Cameroon lawmakers will demand that President Paul Biya’s government outline a detailed security plan to prevent the frequent attacks on civilians by the Nigeria-based Islamist militant group Boko Haram.
Member of Parliament Joseph Banadzem says the demand will be made when the legislature reconvenes in March.
Banadzem expressed concern that the administration in Yaoundé might divert funds currently earmarked for development projects aimed at supporting security agencies fighting Boko Haram.
“When we come back in March we have to raise it because it is great concern for all Cameroonians and particularly for elected officials,” said Joseph Banadzem.
“We are insisting that we need to do a little bit more in order to tackle the issue of Boko Haram,” said Banadzem. “We have been pressing our government to get all the stakeholders onboard and involve every person who can give information, who can act in a way that our activities should be fruitful.”
Banadzem said lack of infrastructure in parts of the country’s north could hamper security agencies’ ability to respond rapidly to attacks by Boko Haram in nearby villages.
“We think that it is time to really get on to develop the area by constructing roads by doing things which should bring the population closer to each other and the way our reaction would be faster than what we have at the moment,” said Banadzem.
President Biya recently ordered air strikes against Boko Haram positions. The strikes killed some militants. Ruling party supporters say an increased troop presence along Cameroon’s border with Nigeria shows the government’s commitment to protect citizens.

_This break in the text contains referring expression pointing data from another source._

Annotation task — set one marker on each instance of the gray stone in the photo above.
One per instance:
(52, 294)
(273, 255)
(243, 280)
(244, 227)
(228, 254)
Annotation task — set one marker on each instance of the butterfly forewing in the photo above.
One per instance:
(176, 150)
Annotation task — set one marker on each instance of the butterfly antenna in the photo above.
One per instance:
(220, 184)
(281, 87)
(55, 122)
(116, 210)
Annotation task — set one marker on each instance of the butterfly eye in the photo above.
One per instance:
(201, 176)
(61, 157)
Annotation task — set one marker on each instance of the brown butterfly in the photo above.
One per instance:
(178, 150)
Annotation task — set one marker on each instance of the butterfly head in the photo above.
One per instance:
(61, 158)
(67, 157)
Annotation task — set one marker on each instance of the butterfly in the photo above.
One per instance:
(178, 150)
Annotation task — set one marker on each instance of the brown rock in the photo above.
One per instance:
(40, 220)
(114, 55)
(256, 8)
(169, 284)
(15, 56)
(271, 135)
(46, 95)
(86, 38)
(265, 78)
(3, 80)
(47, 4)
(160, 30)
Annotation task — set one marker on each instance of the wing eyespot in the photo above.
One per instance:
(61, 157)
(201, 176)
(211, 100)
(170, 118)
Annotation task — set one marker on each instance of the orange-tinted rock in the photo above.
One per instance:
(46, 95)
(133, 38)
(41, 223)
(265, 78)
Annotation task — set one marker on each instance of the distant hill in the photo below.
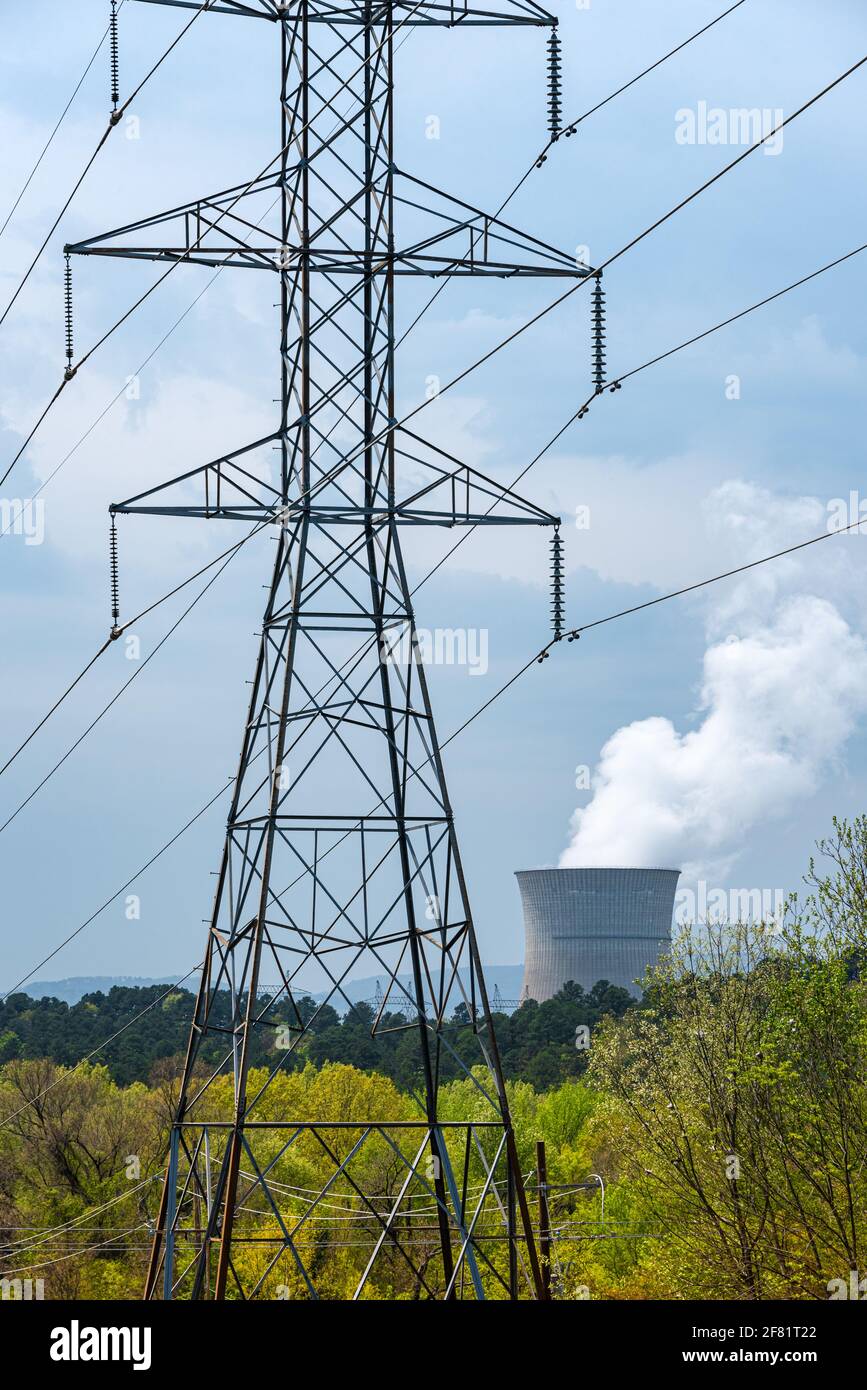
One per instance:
(77, 986)
(506, 977)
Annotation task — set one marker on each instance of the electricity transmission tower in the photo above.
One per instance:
(341, 849)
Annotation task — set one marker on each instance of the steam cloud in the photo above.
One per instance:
(780, 698)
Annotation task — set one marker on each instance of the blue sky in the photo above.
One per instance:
(681, 481)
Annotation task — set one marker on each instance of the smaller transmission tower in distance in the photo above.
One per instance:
(341, 855)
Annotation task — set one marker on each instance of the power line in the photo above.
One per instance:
(124, 687)
(113, 121)
(453, 548)
(614, 257)
(125, 627)
(71, 371)
(570, 127)
(157, 348)
(63, 116)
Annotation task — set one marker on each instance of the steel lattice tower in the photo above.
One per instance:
(341, 847)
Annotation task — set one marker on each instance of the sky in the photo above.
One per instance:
(717, 733)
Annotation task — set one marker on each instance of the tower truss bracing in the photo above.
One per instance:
(341, 854)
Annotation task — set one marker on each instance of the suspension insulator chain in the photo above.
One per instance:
(116, 57)
(557, 584)
(70, 370)
(116, 585)
(555, 123)
(599, 344)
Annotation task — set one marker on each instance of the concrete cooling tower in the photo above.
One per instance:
(588, 925)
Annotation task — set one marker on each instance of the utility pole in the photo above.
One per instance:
(545, 1243)
(341, 848)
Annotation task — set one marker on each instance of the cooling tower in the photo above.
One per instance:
(588, 925)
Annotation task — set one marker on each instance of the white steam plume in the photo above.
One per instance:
(780, 698)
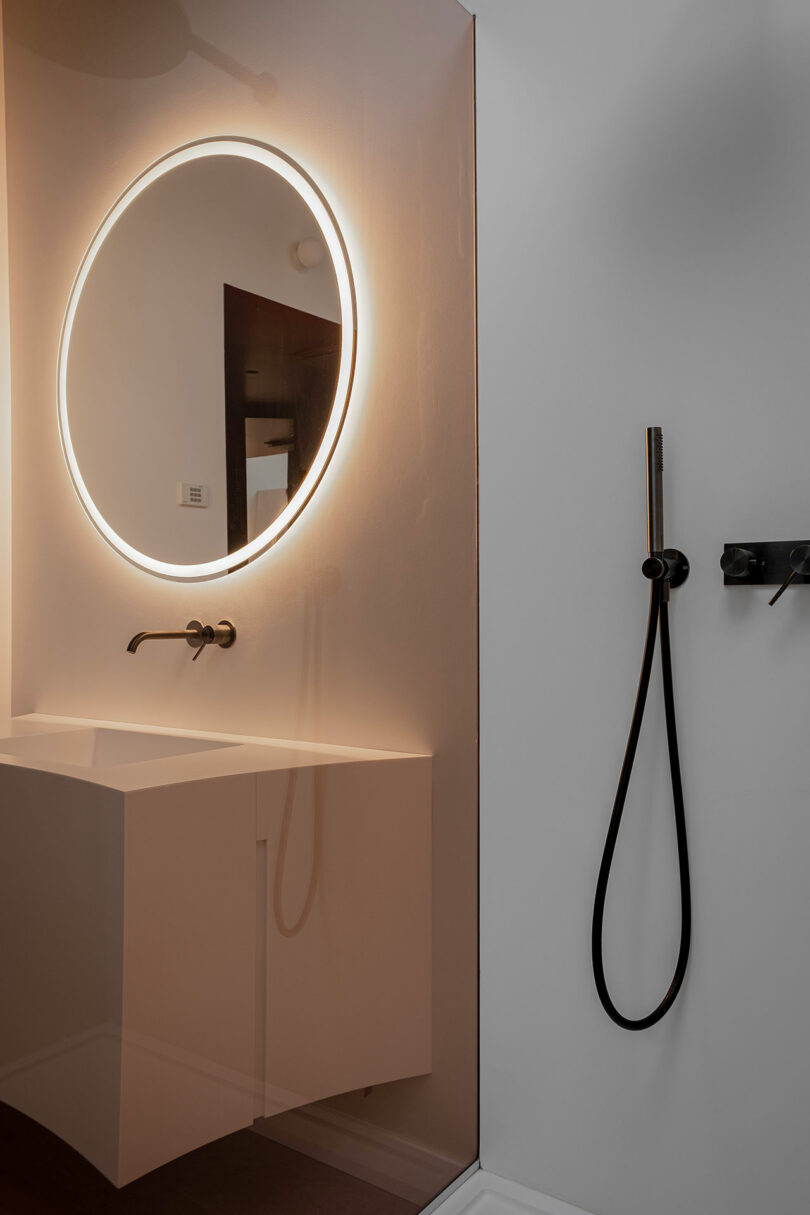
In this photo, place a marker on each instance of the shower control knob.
(653, 568)
(799, 563)
(800, 559)
(736, 563)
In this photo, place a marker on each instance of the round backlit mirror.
(207, 357)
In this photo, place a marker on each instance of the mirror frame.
(277, 162)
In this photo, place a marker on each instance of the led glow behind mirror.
(204, 368)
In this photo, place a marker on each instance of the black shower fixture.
(666, 568)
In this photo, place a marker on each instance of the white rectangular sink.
(168, 988)
(98, 747)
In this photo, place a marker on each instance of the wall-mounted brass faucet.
(196, 634)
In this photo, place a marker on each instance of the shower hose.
(658, 621)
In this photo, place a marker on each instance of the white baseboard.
(487, 1194)
(370, 1153)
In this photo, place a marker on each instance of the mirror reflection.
(203, 360)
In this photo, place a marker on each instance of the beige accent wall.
(358, 627)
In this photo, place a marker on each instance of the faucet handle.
(222, 634)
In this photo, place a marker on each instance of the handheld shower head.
(655, 491)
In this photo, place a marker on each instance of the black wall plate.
(772, 564)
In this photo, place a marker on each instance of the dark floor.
(242, 1174)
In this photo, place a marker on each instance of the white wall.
(5, 427)
(644, 176)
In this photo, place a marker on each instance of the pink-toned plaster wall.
(5, 425)
(358, 627)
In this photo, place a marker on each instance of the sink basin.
(97, 747)
(165, 985)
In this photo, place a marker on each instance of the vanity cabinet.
(164, 987)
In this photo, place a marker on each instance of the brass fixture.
(196, 634)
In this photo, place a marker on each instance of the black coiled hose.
(658, 619)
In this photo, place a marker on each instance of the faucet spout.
(198, 636)
(193, 634)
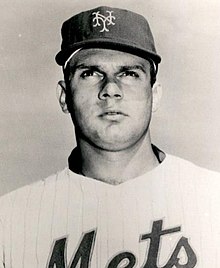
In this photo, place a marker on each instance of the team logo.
(100, 20)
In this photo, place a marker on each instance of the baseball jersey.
(168, 217)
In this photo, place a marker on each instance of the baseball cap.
(107, 27)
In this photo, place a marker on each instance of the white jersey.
(168, 217)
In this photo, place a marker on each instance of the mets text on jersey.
(83, 254)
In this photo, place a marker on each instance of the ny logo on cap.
(104, 21)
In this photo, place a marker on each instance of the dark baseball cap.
(107, 27)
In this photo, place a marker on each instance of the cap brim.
(63, 55)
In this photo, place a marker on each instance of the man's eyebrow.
(75, 67)
(133, 67)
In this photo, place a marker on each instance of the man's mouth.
(113, 115)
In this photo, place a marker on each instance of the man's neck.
(116, 167)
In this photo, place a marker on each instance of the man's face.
(110, 98)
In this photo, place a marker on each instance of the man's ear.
(61, 95)
(156, 94)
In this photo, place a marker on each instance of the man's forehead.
(105, 56)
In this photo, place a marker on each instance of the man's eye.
(130, 74)
(90, 73)
(87, 73)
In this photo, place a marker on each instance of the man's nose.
(110, 90)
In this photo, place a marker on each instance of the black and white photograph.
(109, 134)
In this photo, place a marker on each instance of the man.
(121, 202)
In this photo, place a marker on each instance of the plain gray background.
(36, 137)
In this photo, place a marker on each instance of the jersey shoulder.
(41, 186)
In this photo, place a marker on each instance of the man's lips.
(113, 114)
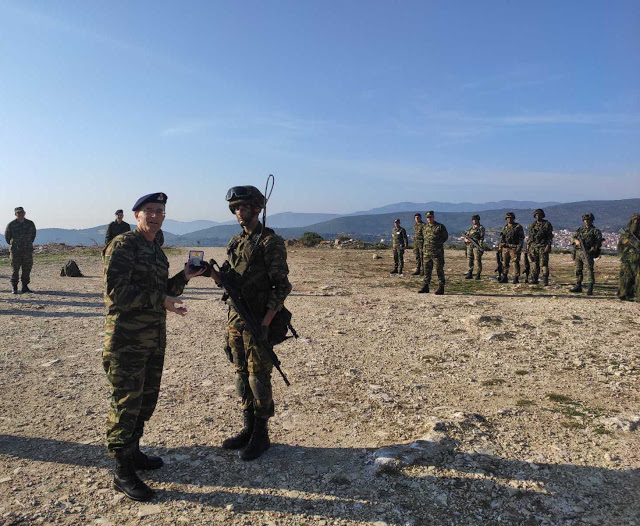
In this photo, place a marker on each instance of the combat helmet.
(244, 195)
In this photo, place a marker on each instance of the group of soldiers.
(586, 241)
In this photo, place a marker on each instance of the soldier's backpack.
(71, 270)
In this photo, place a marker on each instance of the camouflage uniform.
(20, 237)
(539, 246)
(264, 284)
(473, 254)
(115, 229)
(592, 238)
(433, 247)
(511, 239)
(418, 249)
(136, 278)
(400, 242)
(629, 248)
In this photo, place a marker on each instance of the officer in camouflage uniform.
(117, 227)
(511, 241)
(138, 293)
(590, 238)
(400, 243)
(20, 234)
(260, 257)
(629, 248)
(434, 234)
(539, 246)
(476, 232)
(418, 241)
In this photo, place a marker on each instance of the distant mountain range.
(373, 225)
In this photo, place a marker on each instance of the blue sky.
(351, 104)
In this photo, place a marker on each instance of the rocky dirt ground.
(493, 404)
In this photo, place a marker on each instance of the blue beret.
(158, 197)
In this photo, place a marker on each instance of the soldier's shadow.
(341, 483)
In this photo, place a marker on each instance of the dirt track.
(528, 398)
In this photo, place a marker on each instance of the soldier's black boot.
(259, 441)
(144, 462)
(241, 439)
(126, 480)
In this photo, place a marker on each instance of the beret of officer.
(158, 197)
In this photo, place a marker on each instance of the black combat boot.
(126, 480)
(241, 439)
(144, 462)
(259, 441)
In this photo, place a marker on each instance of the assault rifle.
(229, 282)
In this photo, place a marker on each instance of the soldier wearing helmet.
(629, 248)
(260, 257)
(511, 241)
(474, 256)
(539, 246)
(589, 238)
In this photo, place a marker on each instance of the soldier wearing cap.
(589, 238)
(629, 248)
(511, 241)
(20, 235)
(138, 293)
(260, 257)
(539, 246)
(117, 227)
(476, 232)
(400, 243)
(435, 234)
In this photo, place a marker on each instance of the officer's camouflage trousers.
(132, 357)
(539, 256)
(511, 255)
(474, 258)
(253, 369)
(629, 284)
(24, 261)
(429, 261)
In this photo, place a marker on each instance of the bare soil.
(493, 404)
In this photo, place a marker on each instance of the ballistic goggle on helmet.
(237, 195)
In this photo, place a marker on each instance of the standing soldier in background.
(117, 227)
(511, 240)
(587, 242)
(435, 234)
(400, 243)
(418, 241)
(539, 246)
(629, 248)
(138, 293)
(20, 234)
(475, 232)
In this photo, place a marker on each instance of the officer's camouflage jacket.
(20, 236)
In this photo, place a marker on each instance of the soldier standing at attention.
(400, 243)
(20, 234)
(418, 241)
(116, 227)
(589, 238)
(511, 240)
(138, 293)
(539, 246)
(435, 234)
(475, 232)
(629, 248)
(259, 256)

But Banadzem said there is need for the government to do more. He said some residents in his constituency are also demanding answers about Nigeria’s response, since the militant group is based there.
“Many of my constituents are asking the question what is the Nigerian government doing? How is their reaction to the Boko Haram phenomenon? Because if both governments are striking them at the same time and hurting them together, we could come to terms with it as early as possible,” said Banadzem.